Les sociétés IQ EQ France et IQ EQ Management répondent que la décision devant être datée du 4 septembre, le déféré est recevable.
Sur ce,
En vertu de l’article 916 du code de procédure civile, dans sa rédaction applicable à la date de l’appel formé par les sociétés IQ EQ France et IQ EQ Management, les ordonnances du conseiller de la mise en état peuvent être déférées par requête à la cour dans les quinze jours de leur date lorsqu’elles ont pour effet de mettre fin à l’instance, lorsqu’elles constatent son extinction ou encore lorsqu’elles statuent sur une exception de procédure, sur un incident mettant fin à l’instance, sur une fin de non-recevoir ou sur la caducité de l’appel.
Le délai de recours court ainsi à compter du jour de l’ordonnance et non de la date de sa diffusion par le greffe aux avocats des parties.
Il appartenait ainsi aux sociétés IQ EQ France et IQ EQ Management de déférer l’ordonnance du conseiller de la mise en état à la cour dans les quinze jours de la date de la décision prononcée par mise à disposition au greffe, soit le 3 septembre 2025. Elles devaient en conséquence saisir la cour au plus tard le 17 septembre 2025 de sorte que le déféré formé le 18 septembre 2025 est tardif et, partant, irrecevable.

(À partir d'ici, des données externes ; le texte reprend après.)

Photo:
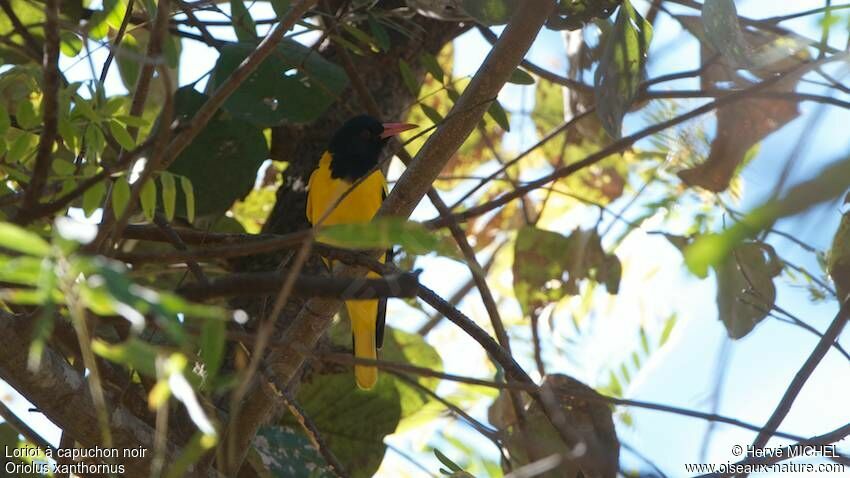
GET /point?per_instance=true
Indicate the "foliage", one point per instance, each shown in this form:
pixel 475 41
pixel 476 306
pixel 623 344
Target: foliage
pixel 106 216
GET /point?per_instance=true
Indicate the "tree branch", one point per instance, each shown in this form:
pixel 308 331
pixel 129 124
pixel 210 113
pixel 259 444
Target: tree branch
pixel 50 89
pixel 804 373
pixel 260 284
pixel 315 316
pixel 62 395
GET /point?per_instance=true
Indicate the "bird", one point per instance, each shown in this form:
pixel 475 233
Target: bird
pixel 350 163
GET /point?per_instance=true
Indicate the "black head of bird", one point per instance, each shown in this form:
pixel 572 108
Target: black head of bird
pixel 356 147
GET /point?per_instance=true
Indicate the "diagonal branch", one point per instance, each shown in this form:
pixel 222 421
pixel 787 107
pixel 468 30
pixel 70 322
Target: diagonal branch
pixel 315 317
pixel 804 373
pixel 239 75
pixel 62 395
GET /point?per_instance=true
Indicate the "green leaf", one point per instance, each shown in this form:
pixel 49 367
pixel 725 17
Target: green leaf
pixel 621 68
pixel 379 33
pixel 452 466
pixel 408 77
pixel 120 196
pixel 220 165
pixel 23 270
pixel 169 194
pixel 128 62
pixel 521 77
pixel 713 249
pixel 121 135
pixel 722 30
pixel 280 7
pixel 93 198
pixel 95 141
pixel 26 115
pixel 491 12
pixel 352 421
pixel 114 11
pixel 189 194
pixel 5 121
pixel 18 239
pixel 22 147
pixel 134 121
pixel 133 352
pixel 432 66
pixel 70 44
pixel 668 329
pixel 243 24
pixel 147 197
pixel 98 27
pixel 294 84
pixel 745 289
pixel 285 451
pixel 384 232
pixel 498 113
pixel 547 265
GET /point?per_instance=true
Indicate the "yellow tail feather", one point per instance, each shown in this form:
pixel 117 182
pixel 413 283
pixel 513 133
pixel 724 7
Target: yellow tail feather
pixel 363 313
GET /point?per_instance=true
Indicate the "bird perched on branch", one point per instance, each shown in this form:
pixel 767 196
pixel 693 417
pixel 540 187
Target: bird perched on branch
pixel 346 188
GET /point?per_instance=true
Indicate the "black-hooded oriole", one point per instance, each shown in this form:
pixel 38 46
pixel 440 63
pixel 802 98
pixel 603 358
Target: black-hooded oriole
pixel 353 152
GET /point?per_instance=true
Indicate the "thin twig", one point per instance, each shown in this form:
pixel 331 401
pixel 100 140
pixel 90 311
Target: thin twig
pixel 803 374
pixel 50 64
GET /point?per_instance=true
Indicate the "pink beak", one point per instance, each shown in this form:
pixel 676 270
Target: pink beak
pixel 392 129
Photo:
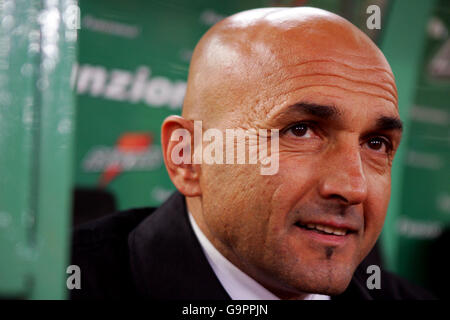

Sur les demandes accessoires
Les sociétés IQ EQ France et IQ EQ Management sont condamnées à payer à la société EDF la somme de 4 000 euros d’indemnité procédurale en application de l’article 700 du code de procédure civile et aux dépens exposés en appel.
PAR CES MOTIFS
La Cour, statuant contradictoirement,
Déclare irrecevable la demande de sursis à statuer ;
Déboute les sociétés IQ EQ France et IQ EQ Management de leur demande de rectification d’erreur matérielle ;
Déclare irrecevable la requête en déféré formée le 18 septembre 2025 à l’encontre de l’ordonnance du conseiller de la mise en état du 3 septembre 2025 ;
Condamne les sociétés IQ EQ France et IQ EQ Management à payer à la société EDF la somme de 4 000 euros d’indemnité de procédure,
Condamne les sociétés IQ EQ France et IQ EQ Management aux dépens exposés en appel.
Prononcé publiquement par mise à disposition de l’arrêt au greffe de la cour, les parties en ayant été préalablement avisées dans les conditions prévues au deuxième alinéa de l’article 450 du code de procédure civile.
Signé par Madame Florence DUBOIS-STEVANT, Présidente, et par M. BELLANCOURT, Greffier, auquel la minute de la décision a été remise par le magistrat signataire.